The President took us into this war recklessly. He disregarded warnings from the national security adviser during the first Gulf War, the chief of staff of the army, two former commanding generals of the Central Command, whose jurisdiction includes Iraq, the director of operations on the Joint Chiefs of Staff, and many, many others with great integrity and long experience in national security affairs. We are now, as a nation, held hostage to the predictable – and predicted – disarray that has followed.
The war’s costs to our nation have been staggering.
The damage to our reputation around the world.
The lost opportunities to defeat the forces of international terrorism.
And especially the precious blood of our citizens who have stepped forward to serve.
The majority of the nation no longer supports the way this war is being fought; nor does the majority of our military. We need a new direction. Not one step back from the war against international terrorism. Not a precipitous withdrawal that ignores the possibility of further chaos. But an immediate shift toward strong regionally-based diplomacy, a policy that takes our soldiers off the streets of Iraq’s cities, and a formula that will in short order allow our combat forces to leave Iraq.
Webb’s reasoning is crystal clear, his rhetoric solid and inspring. So what is there to worry about? Two things. We might worry that Webb is soundly ingnored. Ignored by the media, ignored by his peers, ignored by the president, ignored by America. That would be the worst outcome. If the best ideas travelled farthest, this would be no worry at all. But Bush’s ideas gained a lot of traction before they proved themselves to be dangerously flawed. So Americans cannot be counted on reject bad ideas; why should they be any good at taking ownership of good ideas?
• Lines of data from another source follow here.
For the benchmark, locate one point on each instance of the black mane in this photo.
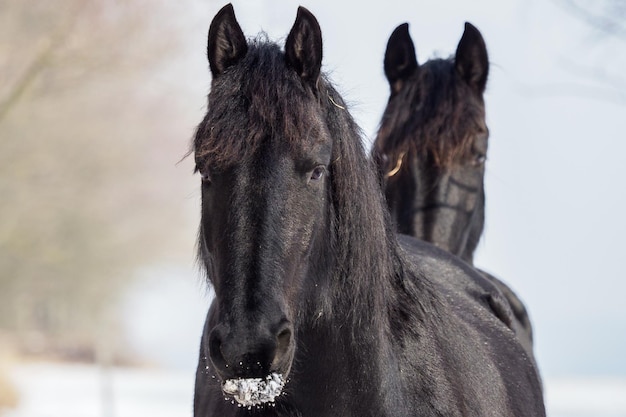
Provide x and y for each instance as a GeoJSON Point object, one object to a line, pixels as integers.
{"type": "Point", "coordinates": [274, 105]}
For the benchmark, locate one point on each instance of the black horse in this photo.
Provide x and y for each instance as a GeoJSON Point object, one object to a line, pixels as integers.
{"type": "Point", "coordinates": [319, 309]}
{"type": "Point", "coordinates": [431, 150]}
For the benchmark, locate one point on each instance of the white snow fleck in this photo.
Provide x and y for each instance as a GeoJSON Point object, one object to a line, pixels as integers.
{"type": "Point", "coordinates": [250, 392]}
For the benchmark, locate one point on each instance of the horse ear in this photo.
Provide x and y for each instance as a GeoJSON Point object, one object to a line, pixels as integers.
{"type": "Point", "coordinates": [303, 47]}
{"type": "Point", "coordinates": [227, 44]}
{"type": "Point", "coordinates": [471, 61]}
{"type": "Point", "coordinates": [400, 58]}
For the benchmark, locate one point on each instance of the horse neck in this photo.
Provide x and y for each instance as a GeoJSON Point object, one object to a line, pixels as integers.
{"type": "Point", "coordinates": [415, 190]}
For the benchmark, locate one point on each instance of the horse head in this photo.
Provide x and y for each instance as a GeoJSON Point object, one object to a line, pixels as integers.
{"type": "Point", "coordinates": [263, 153]}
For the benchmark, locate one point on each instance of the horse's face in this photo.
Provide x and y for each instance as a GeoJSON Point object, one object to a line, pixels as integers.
{"type": "Point", "coordinates": [432, 144]}
{"type": "Point", "coordinates": [263, 153]}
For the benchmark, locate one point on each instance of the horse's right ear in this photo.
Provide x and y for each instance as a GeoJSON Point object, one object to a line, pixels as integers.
{"type": "Point", "coordinates": [471, 60]}
{"type": "Point", "coordinates": [303, 47]}
{"type": "Point", "coordinates": [400, 58]}
{"type": "Point", "coordinates": [227, 44]}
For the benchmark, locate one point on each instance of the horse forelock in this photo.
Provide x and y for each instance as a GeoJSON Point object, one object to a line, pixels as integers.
{"type": "Point", "coordinates": [435, 114]}
{"type": "Point", "coordinates": [256, 100]}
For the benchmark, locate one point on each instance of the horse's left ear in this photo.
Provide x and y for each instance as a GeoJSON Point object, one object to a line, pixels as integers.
{"type": "Point", "coordinates": [227, 43]}
{"type": "Point", "coordinates": [303, 47]}
{"type": "Point", "coordinates": [471, 60]}
{"type": "Point", "coordinates": [400, 59]}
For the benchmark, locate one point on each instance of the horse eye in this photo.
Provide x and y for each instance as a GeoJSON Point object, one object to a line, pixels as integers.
{"type": "Point", "coordinates": [480, 159]}
{"type": "Point", "coordinates": [317, 173]}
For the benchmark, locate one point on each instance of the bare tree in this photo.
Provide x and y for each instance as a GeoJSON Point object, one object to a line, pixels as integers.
{"type": "Point", "coordinates": [85, 163]}
{"type": "Point", "coordinates": [606, 21]}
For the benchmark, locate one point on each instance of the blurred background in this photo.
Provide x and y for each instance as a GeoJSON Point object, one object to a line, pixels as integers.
{"type": "Point", "coordinates": [101, 303]}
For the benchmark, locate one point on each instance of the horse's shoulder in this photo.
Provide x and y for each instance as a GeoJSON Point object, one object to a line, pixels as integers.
{"type": "Point", "coordinates": [453, 277]}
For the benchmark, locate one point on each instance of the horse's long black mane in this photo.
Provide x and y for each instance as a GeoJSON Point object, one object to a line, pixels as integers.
{"type": "Point", "coordinates": [274, 104]}
{"type": "Point", "coordinates": [434, 95]}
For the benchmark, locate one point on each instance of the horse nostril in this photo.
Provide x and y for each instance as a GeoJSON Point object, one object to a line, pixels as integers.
{"type": "Point", "coordinates": [282, 341]}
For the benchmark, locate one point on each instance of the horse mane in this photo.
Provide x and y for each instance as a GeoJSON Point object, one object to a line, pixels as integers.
{"type": "Point", "coordinates": [270, 98]}
{"type": "Point", "coordinates": [272, 101]}
{"type": "Point", "coordinates": [433, 94]}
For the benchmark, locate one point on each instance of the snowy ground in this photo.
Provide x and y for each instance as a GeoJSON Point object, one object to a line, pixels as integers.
{"type": "Point", "coordinates": [62, 390]}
The second worry is that Bush will coopt the language, adopt the ideas as rhetorical talking points, and render them functionally dead by either adopting the forms they suggest without the function, or by sucking the vitality out of the ideas by some rhetorical method; equivocation, false praise, not-invented-here, whatever. The classic Bushista act would be to create a great corporate giveaway for something like ethanol from corn or methanol from newsprint, one that is so terrible and huge that it succeeds only on the basis of the government giveaway and one that sucks the air out of other, more potentially sustainable choices. It would take the form of Webb’s suggestion, but it would subvert the intention.
Doing this in the case of Iraq might be a little harder. It would probably require opening a brand new and more hopeful war in a new place, even while the old ones in Afghanistan and Iraq are crumbling. If we were to judge on the basis of what makes sense in terms of national policy, such a scenario is nonsense. But the war in Iraq never had a sound national policy reason. Nor will the next Bushista war.
Despite all this worrying, there remains some hope for democracy in this nation so long as there remain a significant number of political leaders in DC willing and able to make speeches like Webb’s. The age of the gray-man technocratic Democrat is fading toward twilight. The age of smart and inspiring dawns.